Q3: What does the persist_directory setting in ChromaDB mean?

It specifies the path for permanently storing vector data on disk. With this setting, you can load the existing vector DB without recalculating embeddings when the process restarts.

Q4: What is the advantage of MMR (Maximal Marginal Relevance) search?
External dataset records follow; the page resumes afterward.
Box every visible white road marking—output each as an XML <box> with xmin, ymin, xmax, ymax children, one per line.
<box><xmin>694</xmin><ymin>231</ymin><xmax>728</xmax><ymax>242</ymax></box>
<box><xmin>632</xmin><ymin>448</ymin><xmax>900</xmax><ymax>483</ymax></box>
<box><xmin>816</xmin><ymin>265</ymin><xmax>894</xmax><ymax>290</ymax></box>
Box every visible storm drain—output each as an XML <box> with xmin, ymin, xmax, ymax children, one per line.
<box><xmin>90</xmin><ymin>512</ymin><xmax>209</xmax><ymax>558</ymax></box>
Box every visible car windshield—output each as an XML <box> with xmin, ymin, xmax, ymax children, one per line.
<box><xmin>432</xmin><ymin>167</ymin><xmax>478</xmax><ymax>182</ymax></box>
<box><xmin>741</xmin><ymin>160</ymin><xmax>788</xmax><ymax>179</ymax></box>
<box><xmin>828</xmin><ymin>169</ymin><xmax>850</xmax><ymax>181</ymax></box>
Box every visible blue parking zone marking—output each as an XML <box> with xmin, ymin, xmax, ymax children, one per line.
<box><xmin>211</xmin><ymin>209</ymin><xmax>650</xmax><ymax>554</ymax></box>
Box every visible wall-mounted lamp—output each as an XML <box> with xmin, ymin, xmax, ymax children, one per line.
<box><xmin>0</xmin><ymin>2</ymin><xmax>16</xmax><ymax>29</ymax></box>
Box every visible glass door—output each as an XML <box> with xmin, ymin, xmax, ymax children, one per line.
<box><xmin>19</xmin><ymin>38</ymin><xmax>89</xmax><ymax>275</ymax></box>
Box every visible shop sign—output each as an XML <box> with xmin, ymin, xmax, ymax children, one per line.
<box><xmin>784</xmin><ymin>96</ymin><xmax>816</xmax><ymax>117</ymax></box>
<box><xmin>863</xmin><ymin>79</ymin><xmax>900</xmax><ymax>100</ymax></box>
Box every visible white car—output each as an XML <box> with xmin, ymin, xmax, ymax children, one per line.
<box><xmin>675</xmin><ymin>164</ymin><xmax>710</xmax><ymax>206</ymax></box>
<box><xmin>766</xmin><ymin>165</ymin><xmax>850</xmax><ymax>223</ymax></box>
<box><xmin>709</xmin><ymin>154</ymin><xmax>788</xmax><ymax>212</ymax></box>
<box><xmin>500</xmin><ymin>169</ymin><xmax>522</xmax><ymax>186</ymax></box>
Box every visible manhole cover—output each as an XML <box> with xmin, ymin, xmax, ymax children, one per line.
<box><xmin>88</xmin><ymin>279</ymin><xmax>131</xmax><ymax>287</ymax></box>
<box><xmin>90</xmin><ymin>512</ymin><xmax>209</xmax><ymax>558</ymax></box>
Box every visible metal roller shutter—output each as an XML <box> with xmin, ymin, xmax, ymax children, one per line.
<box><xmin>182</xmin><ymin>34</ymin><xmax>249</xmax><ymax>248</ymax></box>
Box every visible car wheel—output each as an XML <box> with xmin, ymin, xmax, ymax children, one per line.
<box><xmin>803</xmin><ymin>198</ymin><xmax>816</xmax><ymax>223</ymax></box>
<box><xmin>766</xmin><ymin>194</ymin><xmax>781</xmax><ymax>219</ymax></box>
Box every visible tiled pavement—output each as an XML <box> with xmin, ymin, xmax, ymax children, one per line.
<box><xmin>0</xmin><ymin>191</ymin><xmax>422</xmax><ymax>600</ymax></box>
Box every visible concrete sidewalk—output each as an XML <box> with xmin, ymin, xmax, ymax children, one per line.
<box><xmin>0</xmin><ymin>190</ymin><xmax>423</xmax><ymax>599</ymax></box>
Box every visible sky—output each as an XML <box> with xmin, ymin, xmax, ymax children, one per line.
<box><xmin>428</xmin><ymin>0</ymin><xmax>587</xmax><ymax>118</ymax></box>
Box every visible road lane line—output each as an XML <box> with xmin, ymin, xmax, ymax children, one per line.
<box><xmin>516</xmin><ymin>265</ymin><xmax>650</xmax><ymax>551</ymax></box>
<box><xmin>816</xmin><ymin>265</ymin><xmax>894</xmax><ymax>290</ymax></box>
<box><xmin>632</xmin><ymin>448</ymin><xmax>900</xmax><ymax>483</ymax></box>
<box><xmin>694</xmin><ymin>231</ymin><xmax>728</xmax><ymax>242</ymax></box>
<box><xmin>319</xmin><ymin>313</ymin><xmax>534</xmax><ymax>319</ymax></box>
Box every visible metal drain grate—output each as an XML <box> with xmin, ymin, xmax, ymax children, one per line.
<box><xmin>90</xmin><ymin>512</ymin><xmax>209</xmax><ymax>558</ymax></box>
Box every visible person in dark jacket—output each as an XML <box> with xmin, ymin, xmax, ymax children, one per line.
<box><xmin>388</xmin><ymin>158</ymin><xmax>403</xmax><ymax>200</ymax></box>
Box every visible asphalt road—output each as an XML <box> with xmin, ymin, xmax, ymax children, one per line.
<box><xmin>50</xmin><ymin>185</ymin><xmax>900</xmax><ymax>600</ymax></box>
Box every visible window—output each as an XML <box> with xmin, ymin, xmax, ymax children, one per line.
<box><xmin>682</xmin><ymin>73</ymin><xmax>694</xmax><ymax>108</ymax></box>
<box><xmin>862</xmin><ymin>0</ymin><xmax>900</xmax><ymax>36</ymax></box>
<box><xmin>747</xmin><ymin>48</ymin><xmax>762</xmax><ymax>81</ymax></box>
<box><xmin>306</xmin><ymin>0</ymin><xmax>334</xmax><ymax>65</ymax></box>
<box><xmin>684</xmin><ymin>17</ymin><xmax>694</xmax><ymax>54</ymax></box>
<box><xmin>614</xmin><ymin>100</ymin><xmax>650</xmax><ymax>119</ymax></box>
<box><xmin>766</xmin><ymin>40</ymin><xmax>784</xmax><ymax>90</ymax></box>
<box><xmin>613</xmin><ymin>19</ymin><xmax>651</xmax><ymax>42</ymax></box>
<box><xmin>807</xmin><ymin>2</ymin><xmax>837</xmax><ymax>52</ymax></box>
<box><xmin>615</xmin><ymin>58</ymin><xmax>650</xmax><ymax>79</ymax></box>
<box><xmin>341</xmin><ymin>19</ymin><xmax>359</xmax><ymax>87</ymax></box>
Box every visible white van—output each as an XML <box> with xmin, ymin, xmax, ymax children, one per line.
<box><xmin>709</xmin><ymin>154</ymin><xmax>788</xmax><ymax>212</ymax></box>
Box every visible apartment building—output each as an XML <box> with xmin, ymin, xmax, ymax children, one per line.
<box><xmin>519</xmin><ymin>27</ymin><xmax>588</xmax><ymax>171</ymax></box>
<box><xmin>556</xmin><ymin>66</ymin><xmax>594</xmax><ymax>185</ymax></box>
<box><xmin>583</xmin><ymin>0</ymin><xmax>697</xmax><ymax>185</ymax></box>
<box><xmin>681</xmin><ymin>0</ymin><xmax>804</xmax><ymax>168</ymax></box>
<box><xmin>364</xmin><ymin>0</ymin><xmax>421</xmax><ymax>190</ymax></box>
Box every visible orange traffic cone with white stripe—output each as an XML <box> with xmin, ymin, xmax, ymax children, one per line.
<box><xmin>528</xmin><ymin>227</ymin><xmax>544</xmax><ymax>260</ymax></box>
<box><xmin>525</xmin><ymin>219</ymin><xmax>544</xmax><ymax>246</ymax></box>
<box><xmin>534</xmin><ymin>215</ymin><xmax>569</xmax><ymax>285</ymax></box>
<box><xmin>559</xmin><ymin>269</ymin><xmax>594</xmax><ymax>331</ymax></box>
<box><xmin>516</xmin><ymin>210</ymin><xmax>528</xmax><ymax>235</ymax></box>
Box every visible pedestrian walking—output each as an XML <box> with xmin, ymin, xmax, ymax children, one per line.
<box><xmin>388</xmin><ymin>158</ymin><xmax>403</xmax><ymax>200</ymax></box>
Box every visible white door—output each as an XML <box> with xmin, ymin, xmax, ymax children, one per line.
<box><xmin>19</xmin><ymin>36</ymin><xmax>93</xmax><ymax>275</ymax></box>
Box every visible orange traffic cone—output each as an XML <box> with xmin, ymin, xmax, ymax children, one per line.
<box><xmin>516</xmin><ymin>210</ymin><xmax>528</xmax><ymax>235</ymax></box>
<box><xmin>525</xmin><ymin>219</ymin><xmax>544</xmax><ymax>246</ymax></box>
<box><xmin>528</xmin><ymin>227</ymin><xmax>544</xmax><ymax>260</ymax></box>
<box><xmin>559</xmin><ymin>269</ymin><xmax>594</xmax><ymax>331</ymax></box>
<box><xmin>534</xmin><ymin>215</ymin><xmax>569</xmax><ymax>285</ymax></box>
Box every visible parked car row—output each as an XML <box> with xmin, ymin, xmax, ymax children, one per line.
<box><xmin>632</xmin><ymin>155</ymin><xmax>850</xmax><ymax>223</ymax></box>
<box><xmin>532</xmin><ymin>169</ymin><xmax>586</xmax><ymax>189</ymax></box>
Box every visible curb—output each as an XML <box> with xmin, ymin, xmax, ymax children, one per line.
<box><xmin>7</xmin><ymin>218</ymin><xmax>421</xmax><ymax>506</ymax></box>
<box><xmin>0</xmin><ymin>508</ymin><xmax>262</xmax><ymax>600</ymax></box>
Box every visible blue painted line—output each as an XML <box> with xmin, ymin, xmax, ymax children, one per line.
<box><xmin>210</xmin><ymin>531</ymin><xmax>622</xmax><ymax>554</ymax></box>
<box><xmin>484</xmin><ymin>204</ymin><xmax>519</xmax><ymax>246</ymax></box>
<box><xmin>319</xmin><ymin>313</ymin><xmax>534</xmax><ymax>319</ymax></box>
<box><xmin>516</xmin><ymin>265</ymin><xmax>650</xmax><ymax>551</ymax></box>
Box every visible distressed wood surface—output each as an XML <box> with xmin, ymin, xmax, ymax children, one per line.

It selects documents that are highly relevant yet diverse from each other. By preventing similar chunks from being returned redundantly, it provides the LLM with a broader range of context.

Q5: What criteria should guide the choice between text-embedding-3-small and text-embedding-3-large?

The small model is 6.5 times cheaper while providing sufficient performance for most use cases. Consider the large model only when domain-specific high precision is needed, such as in medical or legal fields.

Q6: Why is hybrid search (BM25 + vector) better than pure vector search?

Vector search excels at semantic similarity but is weak at exact keyword matching. Since BM25 is strong at keyword matching, ensembling both methods ensures both semantic similarity and keyword accuracy.

Q7: What does k=5 mean in ConversationBufferWindowMemory?

It means only the last 5 conversation turns are kept in memory. Since keeping the entire conversation could exceed the token limit, retaining only recent turns uses the context window efficiently.

Q8: Why do we set a large k for the base retriever when using a reranker?

To allow the reranker to reorder and select the most relevant documents from a wider candidate pool. For example, fetching k=12 candidates and then selecting top_n=3 can recover relevant documents that were missed in the initial search through the reranking process.